Did you know that Queens, Brooklyn, and Long Island each have a population greater than West Virginia? The state was formed when pro-Union Virginians seceded from Virginia one month after the latter seceded from the Union.
[xv] President Biden’s climate change goals of 80% clean electricity and 50% economy-wide carbon emissions reductions by 2030 may be an issue, though the budget provides assistance to “energy and industrial transition communities, including coal, oil and gas, and nuclear transition communities.” Perhaps the amounts allotted are inadequate?
[xvi] Is he any different from the progressives at this point? He hasn’t shown his cards, while they have not, until now, accepted anyone else’s cards. The result is the same.
[xvii] Like the tax pun?
[xviii] https://www.taxslaw.com/2021/09/tax-hikes-effective-dates-and-selling-a-business/. I was involved in one transaction that “had” to close on Monday, September 13. We didn’t know that until the afternoon of Friday, September 10, following a “friendly” call to one of the parties. The Ways and Means bill was released around 11:30 pm on Sunday, the 12th. Call me naïve.
[xx] https://www.taxslaw.com/2021/09/grantor-trusts-on-the-precipice/ .
[xxi] N.B. There have been whispers that this change will be applied to all grantor trusts, regardless of when formed or funded.
[xxii] Not to mention the spending plan.
I might add, this happened without hearings, without reports from interested persons and experts, without any input from the public – it happened because one political party wanted it.

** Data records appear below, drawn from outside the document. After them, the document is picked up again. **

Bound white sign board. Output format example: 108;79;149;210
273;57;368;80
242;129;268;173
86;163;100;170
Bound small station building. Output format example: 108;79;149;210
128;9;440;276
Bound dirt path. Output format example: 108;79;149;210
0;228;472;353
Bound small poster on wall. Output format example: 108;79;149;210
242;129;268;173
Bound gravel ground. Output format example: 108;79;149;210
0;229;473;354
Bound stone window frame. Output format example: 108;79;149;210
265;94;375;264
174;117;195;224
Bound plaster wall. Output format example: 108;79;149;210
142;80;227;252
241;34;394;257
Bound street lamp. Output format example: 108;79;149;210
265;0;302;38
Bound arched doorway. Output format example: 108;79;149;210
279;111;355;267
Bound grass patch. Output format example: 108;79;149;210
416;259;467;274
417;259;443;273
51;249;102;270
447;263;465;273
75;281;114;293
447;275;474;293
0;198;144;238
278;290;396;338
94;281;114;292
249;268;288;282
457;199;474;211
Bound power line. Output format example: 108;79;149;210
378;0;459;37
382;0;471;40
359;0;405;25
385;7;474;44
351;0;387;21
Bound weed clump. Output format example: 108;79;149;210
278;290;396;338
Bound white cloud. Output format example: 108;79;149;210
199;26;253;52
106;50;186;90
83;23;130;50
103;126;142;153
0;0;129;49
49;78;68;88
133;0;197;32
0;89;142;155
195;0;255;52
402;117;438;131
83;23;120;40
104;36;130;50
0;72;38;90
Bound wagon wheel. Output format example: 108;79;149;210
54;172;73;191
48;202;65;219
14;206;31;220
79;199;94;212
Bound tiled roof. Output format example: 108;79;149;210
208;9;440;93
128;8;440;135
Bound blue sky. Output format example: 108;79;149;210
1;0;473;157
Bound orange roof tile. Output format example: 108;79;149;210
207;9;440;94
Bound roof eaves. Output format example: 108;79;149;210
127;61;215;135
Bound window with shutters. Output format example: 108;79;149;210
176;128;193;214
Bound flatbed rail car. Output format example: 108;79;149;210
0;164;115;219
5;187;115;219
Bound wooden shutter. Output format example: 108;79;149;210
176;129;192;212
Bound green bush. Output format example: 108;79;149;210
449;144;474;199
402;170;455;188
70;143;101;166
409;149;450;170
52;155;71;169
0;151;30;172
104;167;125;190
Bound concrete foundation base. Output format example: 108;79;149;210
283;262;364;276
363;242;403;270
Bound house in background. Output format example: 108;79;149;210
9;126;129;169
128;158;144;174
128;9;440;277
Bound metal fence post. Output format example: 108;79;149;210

WTF is that about? Wake up America. These career politicians (on either side of the aisle) are not Plato’s philosopher kings. Campaign reform? Definitely. Term limits? Time to think hard on this. This is interesting: https://www.periodicalpress.senate.gov/seniority/ and https://www.statista.com/chart/14506/who-are-the-longest-serving-representatives-in-the-house/ .
[xxiii] I have been consulting the “Dictionary of Idioms” given to me by a close friend.
[xxiv] For example, the new transaction bank reporting requirements that are being considered.
[xxv] Currently set to occur after 2025.